И у мальчишки от этого негромкого и ласкового слова дрогнуло что-то внутри, будто сердце быстрей забилось. Тяжелой, крепкой ладонью Феодосий медленно гладил его по жестким растрепанным вихрам, утешая, как родного. К горлу подкатил комок, глаза вдруг наполнились светлыми слезами радости и облегчения, и Зорька еще ниже опустил голову, чтобы никто не видел, как он плачет.

Глава 10

Бог мудрый, яко Отец чадолюбивый,
зря твое смирение и истинное покаяние,
чадо, яко блуднаго сына приемлет.
Тропарь о Блудном сыне

Зима сменила осень тихо и незаметно. Пришла, мягко ступая по первому снегу белоснежными кошачьими лапами, сонно потянулась и свернулась пушистыми сугробами у крылечка, зябко закуталась в северный ветер, посыпалась мелкими белыми крупицами из темных тяжелых туч.
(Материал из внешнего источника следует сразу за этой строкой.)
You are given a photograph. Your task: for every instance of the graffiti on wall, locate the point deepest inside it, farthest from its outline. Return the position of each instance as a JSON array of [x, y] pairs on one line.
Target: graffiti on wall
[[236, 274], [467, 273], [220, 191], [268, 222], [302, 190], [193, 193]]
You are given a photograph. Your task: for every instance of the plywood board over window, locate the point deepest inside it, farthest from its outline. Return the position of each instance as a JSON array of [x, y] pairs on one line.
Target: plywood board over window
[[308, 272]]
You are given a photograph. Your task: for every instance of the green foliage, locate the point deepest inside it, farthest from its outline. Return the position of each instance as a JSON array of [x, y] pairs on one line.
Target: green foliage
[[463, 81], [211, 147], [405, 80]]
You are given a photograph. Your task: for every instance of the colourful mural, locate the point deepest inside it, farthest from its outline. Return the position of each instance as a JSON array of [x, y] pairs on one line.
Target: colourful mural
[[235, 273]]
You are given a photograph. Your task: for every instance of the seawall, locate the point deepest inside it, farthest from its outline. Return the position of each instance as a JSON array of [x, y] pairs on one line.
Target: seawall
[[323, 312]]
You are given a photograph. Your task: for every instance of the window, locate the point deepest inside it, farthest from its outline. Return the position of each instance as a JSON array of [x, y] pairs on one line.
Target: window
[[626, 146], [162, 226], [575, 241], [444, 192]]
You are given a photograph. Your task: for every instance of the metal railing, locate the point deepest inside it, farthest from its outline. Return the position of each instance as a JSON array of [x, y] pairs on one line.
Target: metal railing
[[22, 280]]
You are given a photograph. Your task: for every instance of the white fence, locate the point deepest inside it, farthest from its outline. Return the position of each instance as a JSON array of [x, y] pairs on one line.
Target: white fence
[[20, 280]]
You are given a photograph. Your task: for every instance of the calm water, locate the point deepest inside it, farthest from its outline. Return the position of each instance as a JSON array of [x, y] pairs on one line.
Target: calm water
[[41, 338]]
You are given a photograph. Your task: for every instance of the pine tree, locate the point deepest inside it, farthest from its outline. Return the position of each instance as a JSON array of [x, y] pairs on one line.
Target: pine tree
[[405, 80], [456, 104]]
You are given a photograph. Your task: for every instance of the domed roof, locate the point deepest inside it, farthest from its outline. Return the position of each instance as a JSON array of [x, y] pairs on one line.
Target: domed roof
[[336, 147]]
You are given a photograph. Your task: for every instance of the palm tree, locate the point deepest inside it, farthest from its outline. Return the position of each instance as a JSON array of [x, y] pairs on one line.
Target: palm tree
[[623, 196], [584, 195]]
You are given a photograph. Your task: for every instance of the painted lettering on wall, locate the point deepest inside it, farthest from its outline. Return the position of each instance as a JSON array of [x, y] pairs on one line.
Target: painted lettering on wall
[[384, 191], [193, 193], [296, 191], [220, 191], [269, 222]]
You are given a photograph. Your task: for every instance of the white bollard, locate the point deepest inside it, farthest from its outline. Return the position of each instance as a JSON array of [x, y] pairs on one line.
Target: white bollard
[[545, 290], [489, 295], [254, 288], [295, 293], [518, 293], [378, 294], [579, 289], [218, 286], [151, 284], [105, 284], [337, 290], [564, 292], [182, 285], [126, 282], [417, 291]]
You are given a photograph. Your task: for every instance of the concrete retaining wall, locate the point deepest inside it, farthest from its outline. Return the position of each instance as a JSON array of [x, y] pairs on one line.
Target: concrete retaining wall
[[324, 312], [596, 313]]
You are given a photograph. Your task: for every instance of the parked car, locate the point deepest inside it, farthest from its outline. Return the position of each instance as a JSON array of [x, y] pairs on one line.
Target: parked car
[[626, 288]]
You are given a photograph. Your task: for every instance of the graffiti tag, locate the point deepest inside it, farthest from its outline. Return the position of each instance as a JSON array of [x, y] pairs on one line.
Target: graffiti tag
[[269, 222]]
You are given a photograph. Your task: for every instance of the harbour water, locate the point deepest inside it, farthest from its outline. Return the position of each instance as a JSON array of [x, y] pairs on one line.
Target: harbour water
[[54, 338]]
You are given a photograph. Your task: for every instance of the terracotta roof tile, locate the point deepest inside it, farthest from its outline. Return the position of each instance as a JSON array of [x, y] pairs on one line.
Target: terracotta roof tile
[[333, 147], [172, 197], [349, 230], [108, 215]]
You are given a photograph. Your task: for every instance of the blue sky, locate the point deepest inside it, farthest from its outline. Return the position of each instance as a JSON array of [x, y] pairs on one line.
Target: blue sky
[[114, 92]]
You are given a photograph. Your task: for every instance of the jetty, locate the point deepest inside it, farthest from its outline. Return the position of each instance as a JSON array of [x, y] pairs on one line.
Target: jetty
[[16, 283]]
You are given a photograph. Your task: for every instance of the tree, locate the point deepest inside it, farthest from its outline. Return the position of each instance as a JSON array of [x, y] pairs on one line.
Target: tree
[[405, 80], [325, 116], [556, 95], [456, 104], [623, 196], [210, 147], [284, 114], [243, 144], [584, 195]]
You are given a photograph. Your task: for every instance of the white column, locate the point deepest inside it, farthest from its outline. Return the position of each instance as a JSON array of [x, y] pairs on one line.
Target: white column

Ясные дни стали короче и реже, темнело рано, люди сменяли холщовые порты и рубахи на теплые фуфайки, телогрейки, те, кто побогаче — на подбитые мехом алые и синие свитки. И лишь в обители все оставалось по-прежнему: иноки жили в подземных пещерах-кельях, где едва одному человеку хватало места развернуться, проводили дни и ночи в труде и неустанных молитвах, служили литургии и воскресные празднества.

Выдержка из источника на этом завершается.